The Massachusetts State House
by Ben Poser
One very important Boston landmark which tourists seem to find interesting but native Bostonians (like me) seem not to really notice is the Massachusetts State House. Completed in 1798, it has been the seat of the state legislature ever since and is — I am told — one of the iconic symbols of the city. Located sprawling across 24 Beacon Street, it is an imposing yet elegant structure which looks over the Boston Common like a very real kind of judicial “big brother.”
For sure, the most obvious and eye-catching feature of the building is the golden dome crowning it. On sunny days, it shines so brightly that it can be seen for miles, and even when it’s cloudy it is still almost as visible. The gold is real gold leaf; the dome was originally lined with copper (installed by Paul Revere’s smithing company), then painted, and was later gilded in 1874 — that gold deteriorated over the years, and was finally re-gilded by order of the Commonwealth in 1997.
My group spent a reasonable amount of time walking around the State House, looking at the architecture, the surroundings, and the people milling around.
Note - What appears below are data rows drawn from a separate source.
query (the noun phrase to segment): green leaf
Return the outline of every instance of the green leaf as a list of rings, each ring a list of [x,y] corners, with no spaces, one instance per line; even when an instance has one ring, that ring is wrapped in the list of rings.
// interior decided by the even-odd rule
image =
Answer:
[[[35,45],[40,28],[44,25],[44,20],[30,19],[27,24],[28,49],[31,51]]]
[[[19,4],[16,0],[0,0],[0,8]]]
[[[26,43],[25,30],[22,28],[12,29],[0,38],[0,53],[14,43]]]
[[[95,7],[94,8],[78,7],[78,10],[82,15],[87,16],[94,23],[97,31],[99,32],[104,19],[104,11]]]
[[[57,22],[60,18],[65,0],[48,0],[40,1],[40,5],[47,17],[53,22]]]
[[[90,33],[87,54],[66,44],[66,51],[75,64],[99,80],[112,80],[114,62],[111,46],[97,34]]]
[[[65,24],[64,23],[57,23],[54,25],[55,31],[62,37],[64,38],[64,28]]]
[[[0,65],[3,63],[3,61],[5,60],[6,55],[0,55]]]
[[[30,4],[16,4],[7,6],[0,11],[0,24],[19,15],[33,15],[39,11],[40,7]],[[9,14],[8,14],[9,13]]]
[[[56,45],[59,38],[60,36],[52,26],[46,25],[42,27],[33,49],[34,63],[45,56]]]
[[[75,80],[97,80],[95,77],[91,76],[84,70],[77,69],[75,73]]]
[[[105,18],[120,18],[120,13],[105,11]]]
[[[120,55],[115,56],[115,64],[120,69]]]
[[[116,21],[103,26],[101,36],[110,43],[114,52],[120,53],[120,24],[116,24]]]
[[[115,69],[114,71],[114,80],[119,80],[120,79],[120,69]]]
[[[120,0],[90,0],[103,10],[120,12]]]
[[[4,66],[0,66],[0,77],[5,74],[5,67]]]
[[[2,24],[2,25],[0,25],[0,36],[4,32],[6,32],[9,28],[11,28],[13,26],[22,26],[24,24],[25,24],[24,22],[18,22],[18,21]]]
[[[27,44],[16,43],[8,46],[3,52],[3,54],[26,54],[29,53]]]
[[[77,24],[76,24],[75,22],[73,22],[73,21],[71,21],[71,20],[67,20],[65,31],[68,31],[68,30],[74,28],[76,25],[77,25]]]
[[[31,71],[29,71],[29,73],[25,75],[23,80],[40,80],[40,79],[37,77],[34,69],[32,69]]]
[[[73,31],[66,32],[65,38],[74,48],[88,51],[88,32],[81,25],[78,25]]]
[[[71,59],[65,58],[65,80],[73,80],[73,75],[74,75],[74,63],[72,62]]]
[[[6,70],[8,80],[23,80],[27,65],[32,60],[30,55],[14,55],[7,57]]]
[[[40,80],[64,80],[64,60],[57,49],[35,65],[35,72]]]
Probably the most memorable episode from our trip was something which caught Kendi’s eye on the gate to the entrance on the building’s right-hand side, a sign which read “Hooker Entrance.” We giggled like teenagers do and went off to look for this possibly licentious entrance. We found it on the building’s left wing dominated by a massive bronze statue of the notorious ladies man General Joseph Hooker on horseback to welcome visitors. Kendi still found this so funny that, as I remember, he insisted on being photographed in front of the pedestal bearing the name “Hooker”; for fun, in a great moment of naughtiness I suggested that he pose holding a dollar bill, which he did, and the desired effect was achieved.
Since we were going to be walking around Beacon Hill, in truth I had expected that we might visit the State House, however I made the mistake of also expecting that it would be boring — obviously, I was wrong.